Manifesto a uma paternidade

Agora no meu canto, quase sem forças, sem muito ouvir o mundo falar e sem a sutileza da visão, fico ao meio sem saber a direção da porta pra sair ou ficar, me esqueço até do que vim falar. E meio perdido, me apoio nos frágeis braços pra poder no chão me assentar.

Em concreto e madeira ainda consigo o solo identificar. Tateando, tateando escoro a cabeça na parede esmaecida, com o cachecol branco e preto em volta do pescoço, pra dissuadir o frio, dessa região, que jamais imaginei estar.

Com as mãos trêmulas, luto pra segurar o celular com jeito pra ouvir , os áudios das pessoas a me parabenizar, pelo dia dos pais e de tanto, que me parabenizaram, comecei a lembrar.

Em clara manhã, de um certo abril, sob a sombra maviosa das árvores, cortejadas pela brisa do rio Amazonas, tinha no meu colo uma luz, que vinha abrilhantar a minha vida.

Ali, entre fraudas, alfinete, sob um cheiro de talco pom, pom e sabonete, adormecia em meus braços, abria os olhos pra me ver e por causa do sol fechava. Eguia os bracinhos e pézinhos, a boca abria e bocejava. Era você tão linda menina, branquinha, com os cabelos castanhos claros e curtos, quem se espreguiçava.

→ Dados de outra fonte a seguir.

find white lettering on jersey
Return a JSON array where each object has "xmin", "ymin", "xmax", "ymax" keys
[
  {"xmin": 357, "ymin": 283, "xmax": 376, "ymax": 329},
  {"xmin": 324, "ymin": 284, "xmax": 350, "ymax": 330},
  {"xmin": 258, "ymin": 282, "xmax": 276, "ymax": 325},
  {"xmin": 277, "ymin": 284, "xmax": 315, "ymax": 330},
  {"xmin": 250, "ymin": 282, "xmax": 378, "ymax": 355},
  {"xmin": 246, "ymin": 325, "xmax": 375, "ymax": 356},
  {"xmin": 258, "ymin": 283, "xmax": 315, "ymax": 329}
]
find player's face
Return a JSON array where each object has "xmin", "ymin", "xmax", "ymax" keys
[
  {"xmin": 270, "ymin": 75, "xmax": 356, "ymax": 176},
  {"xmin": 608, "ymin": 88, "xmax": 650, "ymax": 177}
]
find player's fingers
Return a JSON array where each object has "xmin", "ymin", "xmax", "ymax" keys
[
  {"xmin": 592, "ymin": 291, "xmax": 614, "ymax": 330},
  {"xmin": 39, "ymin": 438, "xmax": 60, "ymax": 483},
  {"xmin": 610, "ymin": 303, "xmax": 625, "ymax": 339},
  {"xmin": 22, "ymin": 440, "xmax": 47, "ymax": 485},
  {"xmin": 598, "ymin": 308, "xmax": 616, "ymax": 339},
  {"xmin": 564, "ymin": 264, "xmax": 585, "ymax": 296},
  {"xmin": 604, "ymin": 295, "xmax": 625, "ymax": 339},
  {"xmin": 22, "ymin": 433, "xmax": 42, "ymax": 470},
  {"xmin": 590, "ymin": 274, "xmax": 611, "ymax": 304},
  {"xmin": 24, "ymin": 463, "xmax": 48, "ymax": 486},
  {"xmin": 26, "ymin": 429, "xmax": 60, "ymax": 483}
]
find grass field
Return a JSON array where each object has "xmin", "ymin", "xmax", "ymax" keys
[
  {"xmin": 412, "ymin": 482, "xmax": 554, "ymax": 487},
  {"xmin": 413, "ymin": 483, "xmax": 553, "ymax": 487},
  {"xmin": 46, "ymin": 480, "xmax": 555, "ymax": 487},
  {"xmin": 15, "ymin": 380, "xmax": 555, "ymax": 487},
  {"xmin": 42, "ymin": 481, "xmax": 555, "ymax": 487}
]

Ainda nem sabia o que fazer, mas naqueles segundos te cheirava, cantava qualquer coisa, Quando do nada te empereasse e começasse a chorar. Estava na hora da mamada e subindo as pressas a escada fui a tua mamãe , te levar.

Só pelo cheiro a identificastes, como um bom petisco voraz abocanhaste os seios maternos, a brincar com os pés lá no alto, até que fazendo pose, adormecestes.

Foi aí, que olhando aquela imagem me voltei a alguns dias , chegando do trabalho . A mãe assentada em agonia, com falta de ar me pedia, água com açúcar , que segundo ela resolvia.

Sem muito saber o que fazer, marinheiro de primeira viagem, sem os avós por perto pra ajudar a acalmar, como sempre fazia me deitei ao seu lado e com as mãos sobre aquela barriga, numa simbiose, de mãe, pai e filho, como a semente na terra, em contato com a água e o ar, aquela natureza divina, querendo sair, sem paciência, se inssurgia. Ai quando eu tocava a pele da barriga, que alegria. Eu daqui, tua mãe ao meio e você do outro lado, interagia, respondia, em suas palavras, mesmo sem saber dizer, já me dizia...

- pai, amo você.

Agora, que a chuva lá fora cumpre os seus designos, com dificuldades tento lembrar, quando trocava as tuas fraudas, quando deitava na rede a cantarolar... quando deitava na rede a contar histórias e te fazer dormir por causa dos relâmpagos ou trovões

a te acalmar.

Antes que me falhe a memória, ainda consigo lembrar o teu primeiro dia na escola a chorar. Arredia, pelo canto não queria ficar, quando fui acionado por tua mãe e cheguei, tu correste, como a fugir de medo, de algo que não conhecias e na entrada do portão escolar soluçando me abracaçaste. Olhastes nos meu olhos e disseste:

- papai, me leva pra casa.

Ah...o tempo passa. Você cresceu e embora eu não tenha mais a mesma vitalidade, bem sei, que és a luz da minha cidade.